長らく REST API を活用してきたため、実務で GraphQL の経験がありませんでした。 特に困ったのが Query をどの単位で定義すれば良いのか?という点です。簡単そうな問題に感じますが、執筆前の自分では言語化するのが難しい状態でした。
色々と GraphQL について調べた結果、自分なりに納得できて方針が見えてきたので、備忘録としてこの記事を書いています。
リソースを元に考える
REST API では/usersや/postsのようにリソース単位でエンドポイントを定義します。
GraphQL でも同じように Query を定義しますが、リソースを元に考えるという観点では REST API と GraphQL に大きな違いはありません。

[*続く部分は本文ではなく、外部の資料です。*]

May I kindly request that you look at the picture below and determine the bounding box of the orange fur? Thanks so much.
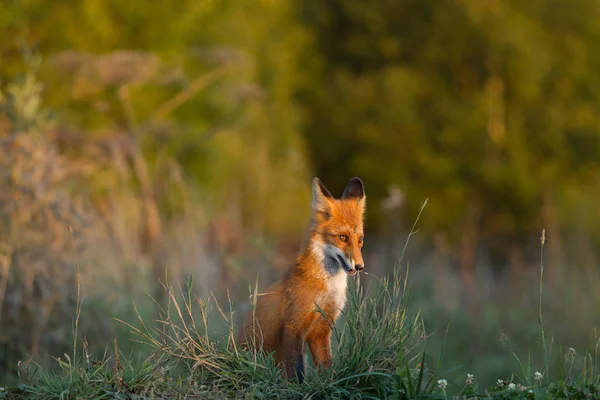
[238,178,366,381]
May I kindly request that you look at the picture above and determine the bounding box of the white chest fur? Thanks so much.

※ ここでいうリソースというのは、実際にはドメインモデルや DB のレコードに対応するオブジェクトなど
type Query { users: [User!]! } query GetUsers { users { id name } }
この時点では、REST API と比較して GraphQL では取得するデータをフィールド単位で取捨選択できる(データ取得のオーバーヘッドを削減できる)という点での優位性しかありません。 自分の考えでは、膨大な数のリクエストが来るような大規模なサービスを除き、あえて GraphQL を採用する大きな理由にはなりません。
ユースケースはクライアントが定義する
GraphQL の強みはqueryを組み合わせて、さまざまなユースケースをクライアントで自由に定義できる点です。
GraphQL では/graphqlという単一のエンドポイントでリクエストを受け付けるため、リクエスト(.query)の書き方を変更するだけで、直接には関連をもたないリソースであっても一度のリクエストで取得することができます。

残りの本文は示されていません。